Needless to say, instead of downloading a video player, the user downloads malware.
Sometimes phishing fraudsters target e-wallet credentials with the help of pornographic content. The victim is lured to the pornographic website to watch a video broadcast. In order to view the content, the user is asked to enter their payment credentials.
We have rarely seen pornographic content used in any special or specific way when it comes to spam. Apart from the mass distribution of 'standard' advertising offering adult content on legitimate and illegal websites, this type of threat hasn't been spotted using pornography in a creative way. However, there is one exception. Beginning in 2017, an infamous sextortion scam started to happen. Users started to receive messages containing an extortion letter with a demand to transfer bitcoins to fraudsters.
The scammers claimed to have personal messages and recordings of the victim watching porn. The letters even claimed that the threat actor could combine the video that the supposed victim was watching with what was recorded through their webcam. This extortion is based purely on making threats.
2018, however, saw an increase in the volume of such e-mails. Moreover, they became more sophisticated and were not only threatening the user, but also 'proving' the legitimacy of the scammers claims by providing the user with actual information about them.
In most cases, it was either a password, or a phone number, or a combination of both with an e-mail address. Since people tend to use the same passwords for different websites, the victim was often likely to believe that paired passwords and e-mail addresses found by the criminal on the dark web were authentic, even if they were not actually correct for the adult-content account in question.
Furthermore, these e-mails have been sent out in more languages than previously found.
In reality, these mailings were based purely on the assumption that the target of such e-mails would hand over their credentials and that these would become profitable. The number of such scams grew in 2018.
One of the burning topics of the adult-content industry is the controversy surrounding paid subscriptions to access websites. It is often the case that users can register for pornography accounts through a 'premium' subscription model (that includes no advertisements and unlimited access to the adult website content). Otherwise, the website they want to access does not allow them to watch any free content at all unless they pay. At most, the user may see video previews for free but still be expected to make a payment to watch the full video. The opinions around such practice vary. Some people claim that money paid for porn "directly fuels the industry that supports the abuse, exploitation, and trafficking around the world". Others argue that pornography is like most other commodities and people are willing to exchange money for it just as they would other kinds of entertainment, such as tv-series or music. Some though prefer to highlight examples of when adult content can result in people being denied their human rights.

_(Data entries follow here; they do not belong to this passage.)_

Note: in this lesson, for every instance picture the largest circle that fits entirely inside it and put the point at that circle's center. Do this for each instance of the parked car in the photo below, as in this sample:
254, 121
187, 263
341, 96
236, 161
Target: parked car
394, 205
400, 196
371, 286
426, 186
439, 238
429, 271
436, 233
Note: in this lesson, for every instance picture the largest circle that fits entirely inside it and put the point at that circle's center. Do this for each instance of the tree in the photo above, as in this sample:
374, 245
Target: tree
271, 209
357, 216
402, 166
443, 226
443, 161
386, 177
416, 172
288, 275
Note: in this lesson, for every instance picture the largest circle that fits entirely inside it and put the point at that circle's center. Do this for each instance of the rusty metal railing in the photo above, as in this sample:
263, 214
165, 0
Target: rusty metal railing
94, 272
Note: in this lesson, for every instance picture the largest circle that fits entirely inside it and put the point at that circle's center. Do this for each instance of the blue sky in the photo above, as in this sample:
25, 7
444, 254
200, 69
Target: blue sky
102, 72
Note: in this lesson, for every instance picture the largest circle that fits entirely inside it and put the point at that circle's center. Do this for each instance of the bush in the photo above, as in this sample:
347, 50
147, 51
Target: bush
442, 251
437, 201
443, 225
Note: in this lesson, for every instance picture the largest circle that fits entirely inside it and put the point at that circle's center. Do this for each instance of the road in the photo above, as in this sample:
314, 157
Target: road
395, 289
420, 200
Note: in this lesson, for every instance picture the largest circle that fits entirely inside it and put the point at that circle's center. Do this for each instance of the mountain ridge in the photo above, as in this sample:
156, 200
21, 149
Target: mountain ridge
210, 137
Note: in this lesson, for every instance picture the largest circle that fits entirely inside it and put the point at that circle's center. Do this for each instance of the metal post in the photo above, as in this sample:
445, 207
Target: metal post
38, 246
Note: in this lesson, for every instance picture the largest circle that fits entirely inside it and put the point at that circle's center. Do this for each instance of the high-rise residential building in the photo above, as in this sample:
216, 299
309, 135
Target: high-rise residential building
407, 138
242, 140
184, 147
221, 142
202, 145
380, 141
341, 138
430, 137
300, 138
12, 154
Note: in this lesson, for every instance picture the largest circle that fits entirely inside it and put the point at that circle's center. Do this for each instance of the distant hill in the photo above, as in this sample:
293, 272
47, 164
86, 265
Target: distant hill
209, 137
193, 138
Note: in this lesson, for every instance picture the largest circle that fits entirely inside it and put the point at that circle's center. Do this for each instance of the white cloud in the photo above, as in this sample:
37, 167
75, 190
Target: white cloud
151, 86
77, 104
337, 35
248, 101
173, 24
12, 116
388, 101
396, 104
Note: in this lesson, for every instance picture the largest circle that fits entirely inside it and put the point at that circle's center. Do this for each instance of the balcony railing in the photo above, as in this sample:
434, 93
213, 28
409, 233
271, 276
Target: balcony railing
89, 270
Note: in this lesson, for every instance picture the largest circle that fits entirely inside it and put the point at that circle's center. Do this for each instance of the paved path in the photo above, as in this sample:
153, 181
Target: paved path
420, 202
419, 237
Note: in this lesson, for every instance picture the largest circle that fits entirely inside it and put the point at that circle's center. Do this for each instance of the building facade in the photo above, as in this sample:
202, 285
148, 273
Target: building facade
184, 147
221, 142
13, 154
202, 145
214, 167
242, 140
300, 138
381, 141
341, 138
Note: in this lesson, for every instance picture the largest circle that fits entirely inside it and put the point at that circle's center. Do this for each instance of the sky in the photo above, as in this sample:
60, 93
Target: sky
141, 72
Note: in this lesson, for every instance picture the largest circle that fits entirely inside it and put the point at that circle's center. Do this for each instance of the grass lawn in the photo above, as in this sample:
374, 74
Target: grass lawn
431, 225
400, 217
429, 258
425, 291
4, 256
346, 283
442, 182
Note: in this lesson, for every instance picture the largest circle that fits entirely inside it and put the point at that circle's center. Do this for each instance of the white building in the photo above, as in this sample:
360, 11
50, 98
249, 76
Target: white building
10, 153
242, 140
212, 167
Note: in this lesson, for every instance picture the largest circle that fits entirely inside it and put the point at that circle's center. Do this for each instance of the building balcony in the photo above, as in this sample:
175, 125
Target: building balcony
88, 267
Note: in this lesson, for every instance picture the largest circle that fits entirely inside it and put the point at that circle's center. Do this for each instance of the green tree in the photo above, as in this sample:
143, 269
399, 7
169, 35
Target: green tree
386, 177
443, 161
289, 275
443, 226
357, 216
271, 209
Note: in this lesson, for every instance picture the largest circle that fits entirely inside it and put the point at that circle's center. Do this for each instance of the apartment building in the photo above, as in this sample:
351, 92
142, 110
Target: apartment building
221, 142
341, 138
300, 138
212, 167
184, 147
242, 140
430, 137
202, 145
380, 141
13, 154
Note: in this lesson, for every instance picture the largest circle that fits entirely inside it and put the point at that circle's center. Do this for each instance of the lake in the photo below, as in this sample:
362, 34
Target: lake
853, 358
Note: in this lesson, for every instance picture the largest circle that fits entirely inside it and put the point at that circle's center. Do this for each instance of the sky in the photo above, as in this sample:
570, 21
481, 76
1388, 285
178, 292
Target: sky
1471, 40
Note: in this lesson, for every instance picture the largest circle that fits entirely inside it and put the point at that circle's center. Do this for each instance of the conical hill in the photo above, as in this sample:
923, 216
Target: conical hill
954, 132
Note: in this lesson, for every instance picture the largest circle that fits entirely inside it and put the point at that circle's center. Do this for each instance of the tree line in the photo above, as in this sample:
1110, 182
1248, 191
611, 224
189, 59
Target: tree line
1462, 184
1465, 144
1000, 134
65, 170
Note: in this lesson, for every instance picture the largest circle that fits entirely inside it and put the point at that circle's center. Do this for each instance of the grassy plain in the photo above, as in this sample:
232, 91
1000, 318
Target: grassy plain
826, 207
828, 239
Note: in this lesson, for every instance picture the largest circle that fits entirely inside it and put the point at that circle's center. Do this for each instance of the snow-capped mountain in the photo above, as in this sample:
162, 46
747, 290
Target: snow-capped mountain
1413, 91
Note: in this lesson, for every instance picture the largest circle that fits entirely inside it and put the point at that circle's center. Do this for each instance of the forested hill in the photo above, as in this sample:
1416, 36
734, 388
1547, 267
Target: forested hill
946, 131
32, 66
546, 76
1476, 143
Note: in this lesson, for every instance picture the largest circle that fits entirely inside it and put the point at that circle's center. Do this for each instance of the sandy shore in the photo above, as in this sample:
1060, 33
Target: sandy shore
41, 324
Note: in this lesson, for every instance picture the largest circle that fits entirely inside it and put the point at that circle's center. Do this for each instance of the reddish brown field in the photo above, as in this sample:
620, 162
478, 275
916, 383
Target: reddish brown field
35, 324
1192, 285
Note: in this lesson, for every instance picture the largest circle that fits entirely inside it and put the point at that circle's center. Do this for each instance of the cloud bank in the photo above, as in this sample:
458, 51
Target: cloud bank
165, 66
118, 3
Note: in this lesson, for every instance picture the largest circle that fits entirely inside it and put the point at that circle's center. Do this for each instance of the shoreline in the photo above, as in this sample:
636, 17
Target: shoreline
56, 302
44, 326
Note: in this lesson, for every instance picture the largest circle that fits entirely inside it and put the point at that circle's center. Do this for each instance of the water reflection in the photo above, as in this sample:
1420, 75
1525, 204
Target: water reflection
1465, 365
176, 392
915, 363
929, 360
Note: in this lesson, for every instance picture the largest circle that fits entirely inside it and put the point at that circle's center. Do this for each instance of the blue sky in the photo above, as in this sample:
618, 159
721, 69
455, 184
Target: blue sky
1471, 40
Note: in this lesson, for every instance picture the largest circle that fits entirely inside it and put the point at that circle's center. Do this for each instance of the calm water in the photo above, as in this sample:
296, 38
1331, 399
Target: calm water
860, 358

Whether it is worth it or not, some users agree that the price of premium accounts to popular pornography websites is rather high. For example, monthly memberships can vary from $20 to $30, and annual unlimited access costs might scale from $120 to $150. This is where cybercriminals enter the fray.

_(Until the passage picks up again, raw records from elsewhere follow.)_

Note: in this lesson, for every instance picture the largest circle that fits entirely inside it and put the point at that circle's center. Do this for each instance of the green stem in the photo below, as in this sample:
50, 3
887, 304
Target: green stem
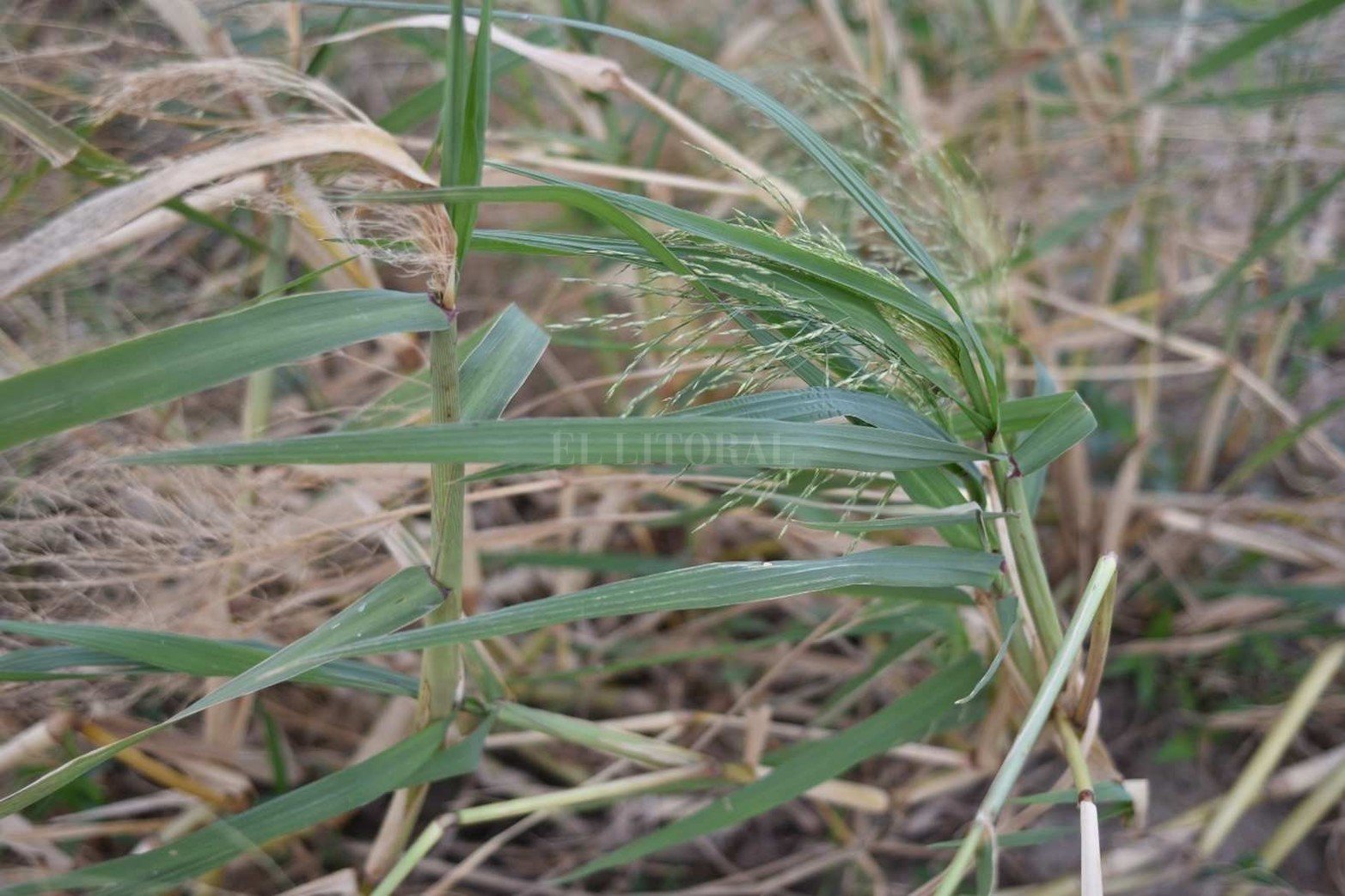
1042, 706
1026, 551
442, 667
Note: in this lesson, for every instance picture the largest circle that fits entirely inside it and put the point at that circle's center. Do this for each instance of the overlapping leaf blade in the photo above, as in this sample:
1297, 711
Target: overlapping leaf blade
397, 601
419, 758
566, 442
200, 354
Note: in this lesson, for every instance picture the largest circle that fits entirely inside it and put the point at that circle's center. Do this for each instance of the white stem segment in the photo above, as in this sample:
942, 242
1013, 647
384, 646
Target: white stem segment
1090, 848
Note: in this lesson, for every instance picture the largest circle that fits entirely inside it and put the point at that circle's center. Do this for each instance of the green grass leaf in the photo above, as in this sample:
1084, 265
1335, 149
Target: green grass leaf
200, 354
120, 650
1063, 428
497, 359
1245, 43
417, 759
706, 587
397, 601
568, 442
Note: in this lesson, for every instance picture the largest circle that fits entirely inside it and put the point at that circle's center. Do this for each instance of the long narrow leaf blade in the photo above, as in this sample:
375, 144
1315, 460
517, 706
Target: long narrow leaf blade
568, 442
200, 354
397, 601
497, 361
706, 587
339, 793
1066, 427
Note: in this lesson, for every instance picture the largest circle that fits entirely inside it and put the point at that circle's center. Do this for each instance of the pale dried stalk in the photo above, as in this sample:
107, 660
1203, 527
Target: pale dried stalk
1250, 784
1199, 350
52, 247
599, 74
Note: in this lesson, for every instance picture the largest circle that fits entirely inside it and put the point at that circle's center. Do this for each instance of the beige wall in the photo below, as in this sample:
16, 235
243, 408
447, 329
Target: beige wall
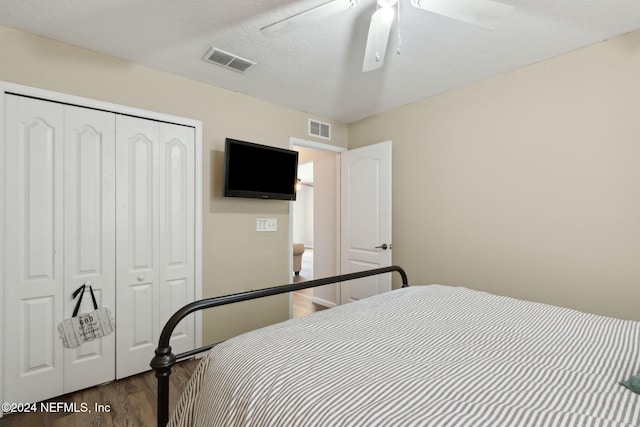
236, 257
526, 184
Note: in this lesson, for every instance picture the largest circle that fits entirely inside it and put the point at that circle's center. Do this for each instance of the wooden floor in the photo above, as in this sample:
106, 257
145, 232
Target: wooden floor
127, 402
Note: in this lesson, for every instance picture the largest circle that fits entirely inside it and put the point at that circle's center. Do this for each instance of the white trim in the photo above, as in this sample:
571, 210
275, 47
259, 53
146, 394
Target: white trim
323, 302
47, 95
315, 145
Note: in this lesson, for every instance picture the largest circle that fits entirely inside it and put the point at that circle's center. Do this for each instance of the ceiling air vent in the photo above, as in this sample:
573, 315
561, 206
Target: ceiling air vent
319, 129
228, 60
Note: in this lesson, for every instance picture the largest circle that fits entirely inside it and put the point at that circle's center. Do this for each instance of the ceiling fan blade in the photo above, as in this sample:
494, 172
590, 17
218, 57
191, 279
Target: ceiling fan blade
379, 30
486, 14
308, 16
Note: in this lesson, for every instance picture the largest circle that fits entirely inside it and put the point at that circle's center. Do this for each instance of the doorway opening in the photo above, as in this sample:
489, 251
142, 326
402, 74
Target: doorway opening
315, 225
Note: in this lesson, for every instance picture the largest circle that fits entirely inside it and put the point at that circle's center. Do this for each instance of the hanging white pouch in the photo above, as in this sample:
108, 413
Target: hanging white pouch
86, 326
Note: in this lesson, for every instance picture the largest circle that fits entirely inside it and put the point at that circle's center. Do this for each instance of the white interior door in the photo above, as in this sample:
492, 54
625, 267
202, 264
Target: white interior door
137, 255
89, 249
365, 199
155, 237
33, 247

The research on porn-related cyberthreats we did previously proved that there is a very well developed supply and demand chain for stolen credentials on the dark web. We conducted research on this issue again in 2018, analyzing 20 of the top-rated Tor marketplaces listed on DeepDotWeb - an open Tor site that contains a dynamic ranking of dark markets evaluated by Tor administrators based on customers' feedback. All of them contained one to more than 3,000 offers for credentials to adult content websites. In total, 29 websites displayed more than 15,000 offers to buy one or more accounts to pornography websites (with of course, no legal guarantees of delivering on their promise).

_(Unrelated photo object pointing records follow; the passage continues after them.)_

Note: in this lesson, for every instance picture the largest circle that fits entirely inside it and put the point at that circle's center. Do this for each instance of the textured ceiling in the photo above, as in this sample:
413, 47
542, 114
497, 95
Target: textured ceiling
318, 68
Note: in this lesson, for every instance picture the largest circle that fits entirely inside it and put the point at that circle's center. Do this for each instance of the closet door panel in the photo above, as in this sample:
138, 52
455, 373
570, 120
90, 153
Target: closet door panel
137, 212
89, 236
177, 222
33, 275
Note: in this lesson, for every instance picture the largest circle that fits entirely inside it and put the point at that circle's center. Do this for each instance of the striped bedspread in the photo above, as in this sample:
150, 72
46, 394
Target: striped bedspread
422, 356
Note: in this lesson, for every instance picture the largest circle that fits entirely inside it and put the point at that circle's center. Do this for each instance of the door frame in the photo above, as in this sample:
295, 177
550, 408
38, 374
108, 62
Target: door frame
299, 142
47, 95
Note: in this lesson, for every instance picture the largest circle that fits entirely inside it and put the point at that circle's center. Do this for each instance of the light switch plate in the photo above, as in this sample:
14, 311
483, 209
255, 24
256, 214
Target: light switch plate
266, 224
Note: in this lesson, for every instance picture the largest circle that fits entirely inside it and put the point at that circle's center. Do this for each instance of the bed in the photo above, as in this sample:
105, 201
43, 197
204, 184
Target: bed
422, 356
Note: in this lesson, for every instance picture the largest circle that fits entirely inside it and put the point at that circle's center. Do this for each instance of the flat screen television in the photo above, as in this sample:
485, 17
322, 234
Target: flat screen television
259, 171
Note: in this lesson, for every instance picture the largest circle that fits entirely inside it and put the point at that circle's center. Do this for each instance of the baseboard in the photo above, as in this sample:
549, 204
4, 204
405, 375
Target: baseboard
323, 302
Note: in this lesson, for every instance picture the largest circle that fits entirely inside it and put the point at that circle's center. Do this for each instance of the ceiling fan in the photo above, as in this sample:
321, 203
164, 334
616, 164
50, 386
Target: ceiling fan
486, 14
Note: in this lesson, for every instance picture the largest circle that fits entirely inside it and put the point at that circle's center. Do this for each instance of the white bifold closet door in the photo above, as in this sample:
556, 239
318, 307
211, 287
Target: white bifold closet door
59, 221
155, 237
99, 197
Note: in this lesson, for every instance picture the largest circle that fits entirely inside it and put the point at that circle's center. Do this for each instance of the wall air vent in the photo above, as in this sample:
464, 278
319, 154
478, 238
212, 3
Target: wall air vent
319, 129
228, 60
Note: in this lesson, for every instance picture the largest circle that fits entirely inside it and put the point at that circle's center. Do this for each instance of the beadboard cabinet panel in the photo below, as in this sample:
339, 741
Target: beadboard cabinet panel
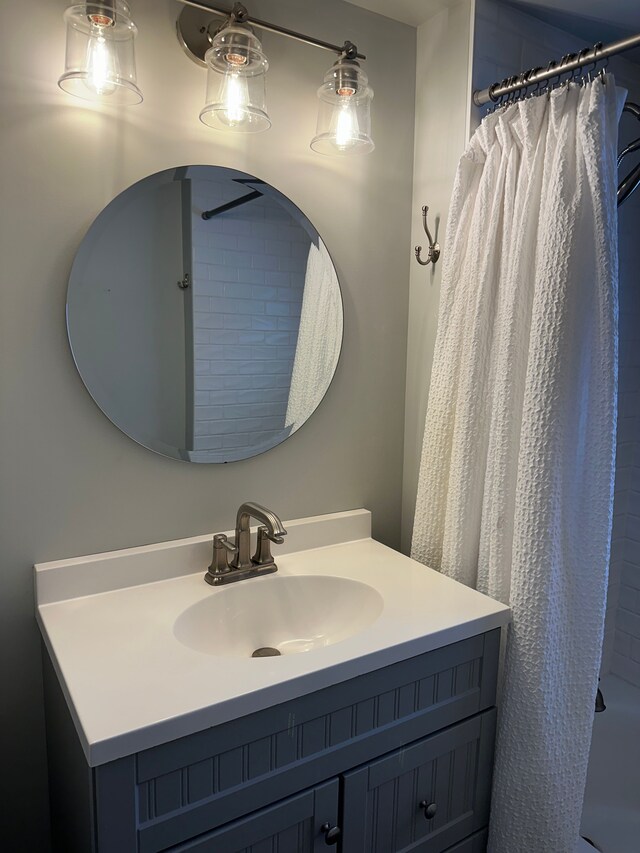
375, 734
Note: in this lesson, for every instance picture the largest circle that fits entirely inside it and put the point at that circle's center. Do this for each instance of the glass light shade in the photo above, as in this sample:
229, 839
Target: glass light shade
236, 68
344, 112
100, 60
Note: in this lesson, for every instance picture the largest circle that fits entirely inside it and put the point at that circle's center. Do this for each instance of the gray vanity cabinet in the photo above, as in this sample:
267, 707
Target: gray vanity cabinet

The results of the research conducted in the last year showed that four of the researched markets that offered the widest range of stolen credentials provided users with more than 5,239 unique offers. The figure for 2018 showed that their number doubled, accounting for more than 10,000 offers on sale.
The quantity of accounts available ranged from 1 to 30, with a few exceptions mostly from poorly rated sellers. However, the majority of offers promised to deliver credentials to only one account. Regardless of the type of account, the prices vary from $3 to $9 per offer, very rarely exceeding $10 – the same as back in 2017, with the vast majority of prices being limited to $6-$7 or the equal amount in bitcoins, which is 20 times cheaper than the most modest annual memberships. Getting access to an account illegally for a lower cost than a legal subscription is not the only appeal of buying such credentials on the dark web. There is the added appeal of anonymity, hiding behind other people's credentials while watching pornography.
Overall, the amount of downloadable malware disguised as pornography detected on users' devices significantly decreased in 2018 in comparison with record activity in 2017. While at first glance this looks like good news, a worrying trend has appeared. The number of users being attacked with malware that hunts for their pornographic content credentials is on the rise and this means premium subscriptions are now a valuable asset for cybercriminals. There is also the fact that many modern pornography websites include social functionality, allowing people to share their own private content in different ways through the website. Some people make it freely available for all, some decide to limit who can see it. There has also been a significant rise in the number of cases where people suffer from sextortion. In other words, the sphere of adult-content may contain cybersecurity challenges other than the 'classic' infected pornography websites and video files armed with malware. These challenges should be addressed properly.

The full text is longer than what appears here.